Graduation Semester and Year




Document Type


Degree Name

Master of Science in Materials Science and Engineering


Materials Science and Engineering

First Advisor

Kyungsuk Yum


Modern methods of fabricating three-dimensional (3D) objects include sheet metal forming, thermoforming, and additive manufacturing among others. These methods have their own advantages and disadvantages regarding scalability, customizability, and time efficiency. A promising approach is to program the growth (expansion and contraction) of hydrogel sheets to form 3D structures. The differential growth-induced 3D shaping approach has the advantages of traditional manufacturing (scalability) and additive manufacturing (customizability). The objective of this study is to create nanocomposite 3D structures that are stable in ambient environment using the growth-induced 3D shaping approach. This study determines the effect of silica nanoparticles in hydrogels on the shape forming capability to build 3D structures of silica nanocomposites.
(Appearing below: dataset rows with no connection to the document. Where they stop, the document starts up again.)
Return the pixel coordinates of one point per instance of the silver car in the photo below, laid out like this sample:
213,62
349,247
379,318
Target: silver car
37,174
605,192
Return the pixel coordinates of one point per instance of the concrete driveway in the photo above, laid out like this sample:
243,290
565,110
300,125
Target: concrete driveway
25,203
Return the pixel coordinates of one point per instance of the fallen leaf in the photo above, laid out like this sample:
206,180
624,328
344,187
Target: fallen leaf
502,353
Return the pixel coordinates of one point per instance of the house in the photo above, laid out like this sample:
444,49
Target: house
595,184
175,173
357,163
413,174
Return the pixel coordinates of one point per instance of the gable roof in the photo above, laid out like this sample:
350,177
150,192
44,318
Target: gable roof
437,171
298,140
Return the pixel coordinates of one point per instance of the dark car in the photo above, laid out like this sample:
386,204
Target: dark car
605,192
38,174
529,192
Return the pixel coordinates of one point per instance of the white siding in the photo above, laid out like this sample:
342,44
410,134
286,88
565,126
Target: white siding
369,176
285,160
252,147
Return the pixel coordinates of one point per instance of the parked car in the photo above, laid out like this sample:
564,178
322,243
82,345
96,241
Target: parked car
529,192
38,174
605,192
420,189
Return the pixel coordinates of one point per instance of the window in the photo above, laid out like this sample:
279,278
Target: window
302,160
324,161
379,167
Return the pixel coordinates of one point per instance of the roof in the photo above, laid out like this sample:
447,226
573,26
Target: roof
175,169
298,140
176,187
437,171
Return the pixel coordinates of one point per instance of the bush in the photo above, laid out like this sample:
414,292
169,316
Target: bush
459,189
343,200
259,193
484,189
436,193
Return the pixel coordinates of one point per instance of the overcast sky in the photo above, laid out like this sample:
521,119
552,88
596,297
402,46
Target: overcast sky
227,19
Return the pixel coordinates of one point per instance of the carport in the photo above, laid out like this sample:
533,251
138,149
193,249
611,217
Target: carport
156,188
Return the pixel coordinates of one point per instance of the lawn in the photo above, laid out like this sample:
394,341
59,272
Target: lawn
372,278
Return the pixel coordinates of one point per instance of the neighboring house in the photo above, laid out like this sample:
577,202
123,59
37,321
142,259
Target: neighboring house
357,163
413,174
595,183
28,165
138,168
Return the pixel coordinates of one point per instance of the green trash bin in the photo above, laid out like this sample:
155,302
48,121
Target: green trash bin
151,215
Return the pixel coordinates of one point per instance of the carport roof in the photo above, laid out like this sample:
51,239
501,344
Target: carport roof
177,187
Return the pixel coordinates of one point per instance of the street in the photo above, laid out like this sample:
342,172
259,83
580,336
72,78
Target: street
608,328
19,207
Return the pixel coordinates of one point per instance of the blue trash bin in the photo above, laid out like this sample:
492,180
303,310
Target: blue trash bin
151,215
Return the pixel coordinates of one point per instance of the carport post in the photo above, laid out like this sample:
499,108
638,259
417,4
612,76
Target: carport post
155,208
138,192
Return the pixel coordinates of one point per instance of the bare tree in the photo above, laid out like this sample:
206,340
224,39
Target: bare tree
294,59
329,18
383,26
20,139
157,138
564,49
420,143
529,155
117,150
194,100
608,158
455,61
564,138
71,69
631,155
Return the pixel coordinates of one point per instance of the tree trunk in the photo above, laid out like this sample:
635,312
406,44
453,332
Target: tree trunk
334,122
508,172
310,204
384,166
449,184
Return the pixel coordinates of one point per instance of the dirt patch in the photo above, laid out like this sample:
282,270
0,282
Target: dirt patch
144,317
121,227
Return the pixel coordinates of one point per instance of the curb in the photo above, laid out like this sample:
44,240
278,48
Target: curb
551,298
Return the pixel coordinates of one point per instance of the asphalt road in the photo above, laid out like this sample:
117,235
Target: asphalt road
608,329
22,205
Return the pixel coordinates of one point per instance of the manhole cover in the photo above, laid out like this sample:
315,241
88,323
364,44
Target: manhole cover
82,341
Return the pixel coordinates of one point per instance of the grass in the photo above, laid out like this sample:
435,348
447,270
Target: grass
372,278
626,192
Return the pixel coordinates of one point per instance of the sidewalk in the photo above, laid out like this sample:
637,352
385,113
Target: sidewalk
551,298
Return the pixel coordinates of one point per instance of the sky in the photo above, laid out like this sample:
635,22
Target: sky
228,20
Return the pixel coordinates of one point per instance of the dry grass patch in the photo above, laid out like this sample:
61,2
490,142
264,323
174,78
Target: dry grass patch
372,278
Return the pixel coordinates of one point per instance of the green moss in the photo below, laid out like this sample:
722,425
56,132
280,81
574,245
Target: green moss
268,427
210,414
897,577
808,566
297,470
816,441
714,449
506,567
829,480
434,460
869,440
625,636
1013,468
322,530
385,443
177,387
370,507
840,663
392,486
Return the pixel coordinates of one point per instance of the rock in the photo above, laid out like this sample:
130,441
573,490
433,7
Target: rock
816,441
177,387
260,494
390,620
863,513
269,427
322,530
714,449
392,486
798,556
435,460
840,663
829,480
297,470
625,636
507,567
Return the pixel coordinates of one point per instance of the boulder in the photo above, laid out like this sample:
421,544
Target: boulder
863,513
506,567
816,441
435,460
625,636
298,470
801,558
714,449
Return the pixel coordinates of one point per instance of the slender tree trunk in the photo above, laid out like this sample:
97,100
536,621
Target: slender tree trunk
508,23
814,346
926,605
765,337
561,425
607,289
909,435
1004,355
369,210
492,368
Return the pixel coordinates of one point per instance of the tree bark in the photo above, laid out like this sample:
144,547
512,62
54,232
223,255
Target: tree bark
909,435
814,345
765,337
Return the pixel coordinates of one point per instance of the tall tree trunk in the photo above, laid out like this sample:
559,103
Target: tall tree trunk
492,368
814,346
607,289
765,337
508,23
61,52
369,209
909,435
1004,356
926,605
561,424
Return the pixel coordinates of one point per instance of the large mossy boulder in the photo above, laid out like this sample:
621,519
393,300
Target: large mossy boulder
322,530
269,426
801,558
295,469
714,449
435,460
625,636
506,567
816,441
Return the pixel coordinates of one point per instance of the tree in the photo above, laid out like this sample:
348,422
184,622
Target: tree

The drying process of nanocomposite hydrogels at the shrunk state leads to air-stable 3D structures. The mechanical properties of the resulting 3D structures are comparable to those of polymer structures fabricated by conventional additive manufacturing methods. The hardness and yield strength of the structures increase with the concentration of silica nanoparticles in them. Scanning electron microscopy shows an excellent surface finish of the fabricated 3D structures. This approach could open new routes for manufacturing 3D structures with customized design in a scalable way.